申請者の論文は、別紙1の論文要旨にあるように、公共性をキーワードにして、エネルギー関連巨大技術の立地決定プロセスを分析したものである。これらの意思決定プロセスは、しばしば迷走し、偏向し、修正不能な対立を生む。その原因と対応策を検討するために、申請者は原子力発電所(2地域)、風力発電の風車、核廃棄物処理場といった3種類4地域にわたって、性質の異なる施設を対象に、立地決定プロセスを綿密に調査し、比較検討を加えた。その結果、公共性が「視野狭窄」に陥ることが、決定プロセスの機能不全を招来していることを明らかにし、このような問題を解決するために、既存の科学技術社会論、社会学、科学技術中心主義の限界を乗り越えるための専門家間の連携促進を提言している。

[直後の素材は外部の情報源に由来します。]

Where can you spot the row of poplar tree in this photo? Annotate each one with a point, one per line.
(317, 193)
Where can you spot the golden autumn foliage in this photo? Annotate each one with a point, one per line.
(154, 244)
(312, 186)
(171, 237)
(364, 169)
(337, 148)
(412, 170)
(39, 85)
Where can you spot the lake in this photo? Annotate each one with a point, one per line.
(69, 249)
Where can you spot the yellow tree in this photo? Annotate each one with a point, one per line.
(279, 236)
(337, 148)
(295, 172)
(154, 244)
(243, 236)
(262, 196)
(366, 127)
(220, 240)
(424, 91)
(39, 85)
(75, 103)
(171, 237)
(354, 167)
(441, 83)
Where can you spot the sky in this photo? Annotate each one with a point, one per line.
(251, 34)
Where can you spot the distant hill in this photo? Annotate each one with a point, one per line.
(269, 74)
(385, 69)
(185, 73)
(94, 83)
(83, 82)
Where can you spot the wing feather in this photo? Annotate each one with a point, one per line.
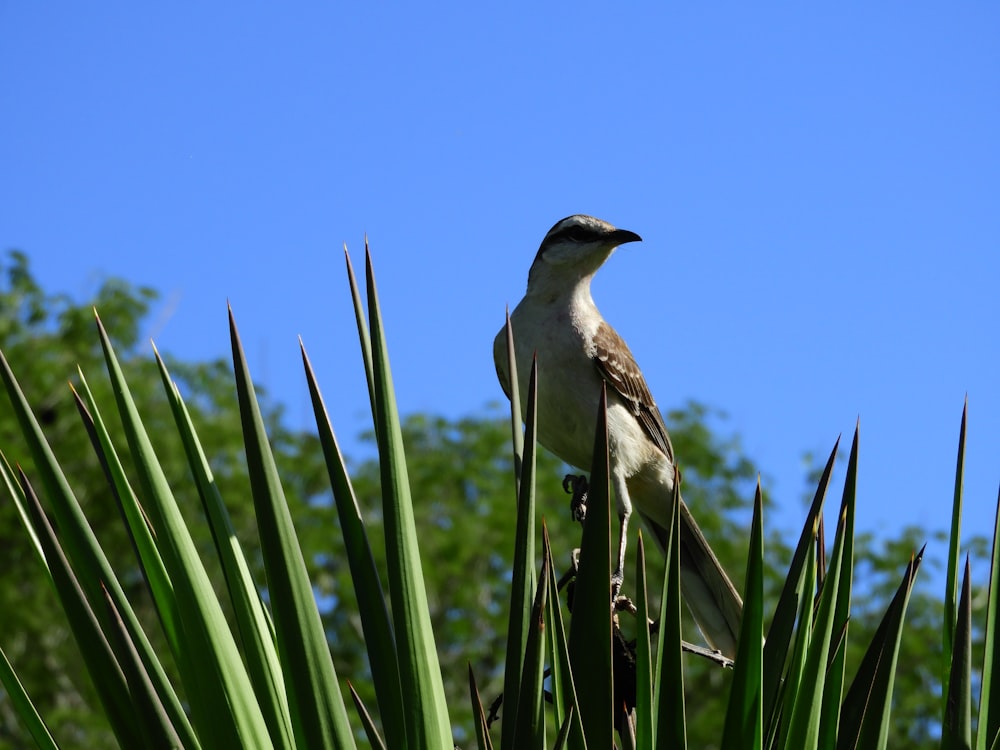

審査委員からは、論文全体の構成が明確であり、論旨も一貫している点が高く評価された。とくに、実態調査の部分と理論的枠組みの部分との対応関係や整合性が予備審査の段階に比べると格段に整理されて見通しが良くなっており、結論の説得力を高めることに成功している。今後の原子力問題やエネルギー政策をめぐる議論において、是非適用していってほしい議論であるとの意見も出された。

一方で、以下のような疑問点も指摘された。

第一は、公共性に関するものである。申請者は公共性を一般的な意味で使用しているが、社会学でも公共性概念にはさまざまな考え方や定義付けがある。申請者が使用しているような、議論が興ることがとにかく公共性を高めるという立場に立つならば、なぜその立場を採用するのか、また申請者がイメージしている公共性概念はどのようなものなのかをさらに明確にする必要がある。

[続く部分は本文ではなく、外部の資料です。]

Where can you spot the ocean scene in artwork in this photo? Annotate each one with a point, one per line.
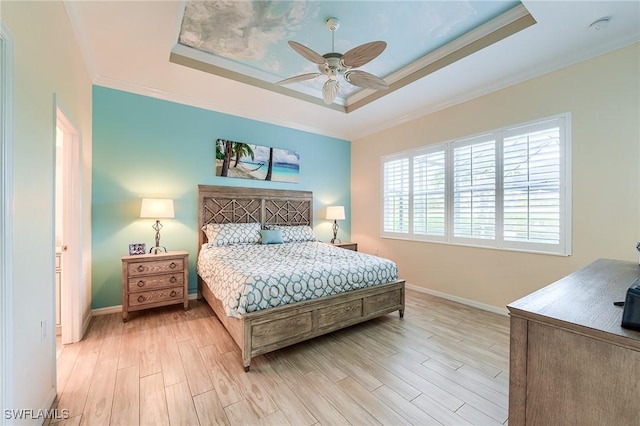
(249, 161)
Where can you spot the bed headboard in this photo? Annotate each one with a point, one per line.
(226, 204)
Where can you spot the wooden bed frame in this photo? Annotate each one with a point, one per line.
(268, 330)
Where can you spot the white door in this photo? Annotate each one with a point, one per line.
(70, 238)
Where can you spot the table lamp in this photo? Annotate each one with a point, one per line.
(335, 213)
(157, 208)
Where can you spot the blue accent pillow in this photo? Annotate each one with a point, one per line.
(271, 236)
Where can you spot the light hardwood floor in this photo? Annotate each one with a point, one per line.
(443, 363)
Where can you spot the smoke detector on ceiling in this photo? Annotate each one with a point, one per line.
(600, 24)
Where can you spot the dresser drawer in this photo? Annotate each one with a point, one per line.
(152, 282)
(156, 296)
(155, 267)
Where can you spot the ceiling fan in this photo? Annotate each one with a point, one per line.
(335, 64)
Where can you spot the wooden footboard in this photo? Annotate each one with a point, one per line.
(268, 330)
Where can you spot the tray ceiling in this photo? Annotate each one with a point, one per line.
(247, 41)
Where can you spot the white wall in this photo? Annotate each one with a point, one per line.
(47, 62)
(603, 96)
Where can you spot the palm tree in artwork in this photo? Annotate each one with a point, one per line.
(228, 150)
(270, 169)
(242, 150)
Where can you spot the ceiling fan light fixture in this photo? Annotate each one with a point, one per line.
(334, 64)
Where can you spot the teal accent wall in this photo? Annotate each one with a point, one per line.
(145, 148)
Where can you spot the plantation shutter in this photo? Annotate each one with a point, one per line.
(474, 190)
(396, 195)
(429, 193)
(532, 184)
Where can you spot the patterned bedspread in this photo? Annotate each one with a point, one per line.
(251, 277)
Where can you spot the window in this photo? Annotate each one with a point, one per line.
(508, 189)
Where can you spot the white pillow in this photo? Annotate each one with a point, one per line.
(223, 234)
(296, 234)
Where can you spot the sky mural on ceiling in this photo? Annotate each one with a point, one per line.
(253, 35)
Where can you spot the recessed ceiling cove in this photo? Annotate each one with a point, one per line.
(248, 41)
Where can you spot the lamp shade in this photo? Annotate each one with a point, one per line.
(335, 213)
(156, 208)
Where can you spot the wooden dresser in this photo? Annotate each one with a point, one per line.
(152, 280)
(571, 361)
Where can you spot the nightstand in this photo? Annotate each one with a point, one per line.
(152, 280)
(346, 245)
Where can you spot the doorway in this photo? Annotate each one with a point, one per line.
(68, 225)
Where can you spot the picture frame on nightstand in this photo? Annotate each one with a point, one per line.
(137, 248)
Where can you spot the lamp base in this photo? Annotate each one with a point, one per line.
(157, 249)
(335, 233)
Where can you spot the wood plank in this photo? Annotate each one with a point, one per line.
(150, 342)
(129, 355)
(409, 411)
(347, 407)
(172, 367)
(381, 412)
(240, 413)
(209, 409)
(195, 370)
(224, 383)
(97, 409)
(153, 402)
(75, 392)
(180, 405)
(126, 402)
(378, 371)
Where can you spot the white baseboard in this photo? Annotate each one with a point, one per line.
(468, 302)
(118, 308)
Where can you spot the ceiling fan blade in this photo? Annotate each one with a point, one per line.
(366, 80)
(358, 56)
(307, 53)
(297, 78)
(330, 91)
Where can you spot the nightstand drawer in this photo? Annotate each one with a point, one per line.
(151, 297)
(155, 267)
(152, 282)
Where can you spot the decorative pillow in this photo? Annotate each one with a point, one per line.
(296, 234)
(271, 236)
(223, 234)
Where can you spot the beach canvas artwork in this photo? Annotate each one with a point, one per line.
(249, 161)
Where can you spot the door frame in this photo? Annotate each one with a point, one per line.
(6, 216)
(71, 302)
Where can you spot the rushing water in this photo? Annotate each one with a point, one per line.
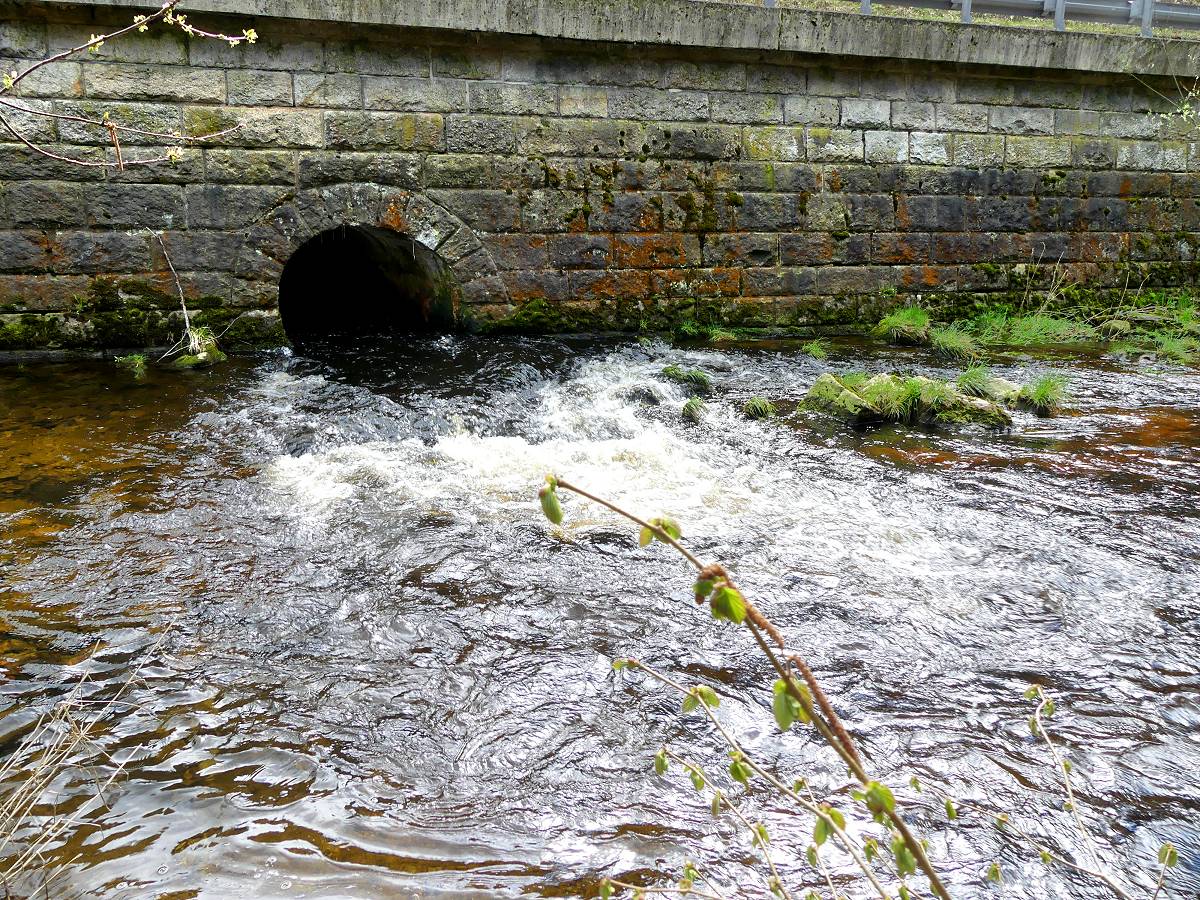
(385, 675)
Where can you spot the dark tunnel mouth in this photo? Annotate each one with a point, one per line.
(361, 282)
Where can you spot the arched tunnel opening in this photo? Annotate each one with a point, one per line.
(354, 283)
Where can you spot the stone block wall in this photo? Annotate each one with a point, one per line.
(607, 185)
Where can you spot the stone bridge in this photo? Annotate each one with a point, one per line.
(580, 165)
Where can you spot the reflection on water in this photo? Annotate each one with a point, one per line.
(388, 676)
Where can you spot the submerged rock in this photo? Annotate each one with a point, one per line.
(201, 360)
(891, 399)
(203, 351)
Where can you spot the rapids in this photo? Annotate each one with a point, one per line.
(366, 666)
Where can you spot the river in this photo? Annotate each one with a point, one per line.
(364, 665)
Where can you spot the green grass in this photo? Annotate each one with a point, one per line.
(975, 382)
(1175, 348)
(954, 343)
(1114, 329)
(695, 378)
(907, 325)
(694, 409)
(1001, 327)
(135, 363)
(989, 327)
(693, 330)
(889, 396)
(1045, 395)
(759, 408)
(715, 334)
(816, 349)
(897, 399)
(1042, 329)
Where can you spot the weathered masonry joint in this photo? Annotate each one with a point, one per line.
(575, 165)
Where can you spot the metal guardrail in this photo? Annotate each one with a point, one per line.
(1146, 13)
(1114, 12)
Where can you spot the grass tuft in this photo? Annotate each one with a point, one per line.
(954, 343)
(1175, 348)
(1042, 329)
(975, 382)
(695, 378)
(136, 363)
(816, 349)
(1045, 395)
(909, 325)
(759, 408)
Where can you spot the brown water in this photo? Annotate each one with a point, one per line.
(388, 676)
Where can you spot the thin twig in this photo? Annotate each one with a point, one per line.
(835, 736)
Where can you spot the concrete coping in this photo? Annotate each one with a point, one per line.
(705, 24)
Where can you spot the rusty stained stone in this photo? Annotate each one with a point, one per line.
(696, 282)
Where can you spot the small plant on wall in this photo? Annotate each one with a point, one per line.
(16, 113)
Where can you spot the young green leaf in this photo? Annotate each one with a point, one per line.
(550, 504)
(821, 832)
(739, 771)
(729, 605)
(783, 707)
(880, 799)
(870, 849)
(906, 863)
(670, 526)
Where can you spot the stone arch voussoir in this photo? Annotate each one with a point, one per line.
(270, 241)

公共性概念の定義付けが曖昧であるために、もうひとつ別の問題も生じている。申請者が主張するように、公共性が多数あることはこの論文の実地調査の部分からも良く分かるが、各地域あるいは社会全体にとっての「守るべき公共性」は、誰が、どう扱っていくのかは、不明瞭なまま残されている。具体的な対応策を考える上では、これらの点をさらに明確に把握することも必要であろう。

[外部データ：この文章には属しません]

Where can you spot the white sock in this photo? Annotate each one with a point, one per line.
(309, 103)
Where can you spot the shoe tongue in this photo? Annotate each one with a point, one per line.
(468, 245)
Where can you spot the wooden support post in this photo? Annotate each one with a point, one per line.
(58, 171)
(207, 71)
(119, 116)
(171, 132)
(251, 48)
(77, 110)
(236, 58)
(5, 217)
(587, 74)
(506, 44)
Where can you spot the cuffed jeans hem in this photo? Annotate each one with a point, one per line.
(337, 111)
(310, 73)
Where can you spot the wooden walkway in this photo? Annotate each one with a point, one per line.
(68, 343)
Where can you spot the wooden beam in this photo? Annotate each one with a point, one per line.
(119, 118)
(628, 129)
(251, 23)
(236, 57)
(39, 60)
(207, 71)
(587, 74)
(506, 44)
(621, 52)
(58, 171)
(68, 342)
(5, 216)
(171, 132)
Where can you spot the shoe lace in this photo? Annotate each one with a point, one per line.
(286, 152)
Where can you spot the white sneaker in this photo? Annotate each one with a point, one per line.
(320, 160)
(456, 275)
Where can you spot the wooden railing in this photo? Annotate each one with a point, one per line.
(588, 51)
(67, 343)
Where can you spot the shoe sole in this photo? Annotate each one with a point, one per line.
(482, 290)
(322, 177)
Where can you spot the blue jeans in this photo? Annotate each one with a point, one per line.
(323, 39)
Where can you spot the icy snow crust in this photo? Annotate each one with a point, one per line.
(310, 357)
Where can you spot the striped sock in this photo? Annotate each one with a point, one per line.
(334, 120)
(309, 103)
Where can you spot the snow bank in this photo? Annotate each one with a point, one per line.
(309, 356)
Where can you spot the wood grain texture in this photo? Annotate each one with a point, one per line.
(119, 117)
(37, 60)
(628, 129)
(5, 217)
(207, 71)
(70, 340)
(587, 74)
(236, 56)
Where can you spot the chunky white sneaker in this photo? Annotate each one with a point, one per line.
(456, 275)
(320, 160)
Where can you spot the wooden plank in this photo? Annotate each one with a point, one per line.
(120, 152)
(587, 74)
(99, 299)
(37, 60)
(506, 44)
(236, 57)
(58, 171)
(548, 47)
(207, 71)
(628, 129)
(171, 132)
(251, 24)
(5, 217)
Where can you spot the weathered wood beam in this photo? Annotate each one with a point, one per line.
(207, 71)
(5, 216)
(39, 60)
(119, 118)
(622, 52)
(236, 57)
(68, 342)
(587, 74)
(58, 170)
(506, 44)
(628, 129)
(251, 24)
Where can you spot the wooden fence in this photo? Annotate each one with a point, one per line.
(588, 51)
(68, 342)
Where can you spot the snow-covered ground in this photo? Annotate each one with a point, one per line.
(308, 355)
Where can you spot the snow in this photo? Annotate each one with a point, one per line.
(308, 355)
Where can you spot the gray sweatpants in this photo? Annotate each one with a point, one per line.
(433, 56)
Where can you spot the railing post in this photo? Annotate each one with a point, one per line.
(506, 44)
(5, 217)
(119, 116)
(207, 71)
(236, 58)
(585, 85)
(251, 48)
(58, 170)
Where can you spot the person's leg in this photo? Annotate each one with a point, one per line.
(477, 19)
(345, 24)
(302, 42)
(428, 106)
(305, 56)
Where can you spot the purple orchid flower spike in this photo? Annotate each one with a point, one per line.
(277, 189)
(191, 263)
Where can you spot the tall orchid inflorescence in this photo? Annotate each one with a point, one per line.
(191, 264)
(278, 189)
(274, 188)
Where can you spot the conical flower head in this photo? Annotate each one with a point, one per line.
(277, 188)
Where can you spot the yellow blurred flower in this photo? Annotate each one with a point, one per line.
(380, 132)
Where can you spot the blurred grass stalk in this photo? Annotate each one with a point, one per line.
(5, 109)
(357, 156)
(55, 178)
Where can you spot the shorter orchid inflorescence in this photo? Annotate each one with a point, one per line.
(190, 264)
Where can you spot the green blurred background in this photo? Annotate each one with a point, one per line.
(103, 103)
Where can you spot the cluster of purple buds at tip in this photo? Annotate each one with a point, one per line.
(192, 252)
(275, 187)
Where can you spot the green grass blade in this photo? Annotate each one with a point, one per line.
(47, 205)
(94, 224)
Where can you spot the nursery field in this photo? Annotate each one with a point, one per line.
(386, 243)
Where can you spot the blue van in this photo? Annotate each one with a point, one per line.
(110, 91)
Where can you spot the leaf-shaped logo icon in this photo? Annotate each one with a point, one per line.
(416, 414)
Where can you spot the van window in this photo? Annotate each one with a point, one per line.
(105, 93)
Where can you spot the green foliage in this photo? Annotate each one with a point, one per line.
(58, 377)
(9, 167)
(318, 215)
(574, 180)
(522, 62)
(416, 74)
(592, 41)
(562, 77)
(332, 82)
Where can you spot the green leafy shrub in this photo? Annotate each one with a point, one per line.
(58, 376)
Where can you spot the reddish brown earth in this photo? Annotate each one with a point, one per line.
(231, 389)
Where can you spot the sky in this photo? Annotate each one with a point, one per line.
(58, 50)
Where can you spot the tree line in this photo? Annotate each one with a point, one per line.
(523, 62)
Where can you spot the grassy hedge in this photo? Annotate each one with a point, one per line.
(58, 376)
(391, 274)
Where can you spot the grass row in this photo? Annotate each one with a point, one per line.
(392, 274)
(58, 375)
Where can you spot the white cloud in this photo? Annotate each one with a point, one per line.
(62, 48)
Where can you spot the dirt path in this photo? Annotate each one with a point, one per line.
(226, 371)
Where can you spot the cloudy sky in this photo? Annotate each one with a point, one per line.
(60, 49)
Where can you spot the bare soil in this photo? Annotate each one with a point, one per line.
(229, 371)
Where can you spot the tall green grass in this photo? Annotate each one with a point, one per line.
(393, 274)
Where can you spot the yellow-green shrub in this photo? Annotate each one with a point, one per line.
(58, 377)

第二は、第一点とも関係するが、公共性の「視野狭窄」に関する点である。この概念についても、感覚的には納得できるものであるが、実際に視野が狭まっているという事態が何を意味しているのかがもうひとつ良く分からない。原発立地と風車立地の場合は、同じ視野狭窄と言ってよいのか、そもそも両者を比較可能なのか、申請者の批判するアンダーディターミネーションと視野狭窄がどう関係するのか、といった諸点が不明瞭である。原発と風車それぞれの立地決定をめぐって生じている議論のねじれは、表層的に視野狭窄的に見えるだけという可能性もあり、そうではないのだと主張するためには、風車立地決定において何が視野狭窄になっているのかを、より説得的に示す必要があろう。また、そもそもこの論文では「公共性の視野狭窄」が立地決定過程の機能不全を招くとしているのだから、第一の問題点として指摘した公共性概念がより明確に定義付けされなければ、視野狭窄も定義することはできない。したがってこの第二点は第一点と合わせて検討すべき問題であろう。申請者はこれらの概念装置を用いることで、既成の意思決定プロセスの機能不全を繰り返さないという実利が得られれば良いとしているが、実践的側面としてはそれで良いものの、理論的作業としてはそれでは何が原因で何が結果かわからず、議論がトートロジーに陥る可能性も指摘された。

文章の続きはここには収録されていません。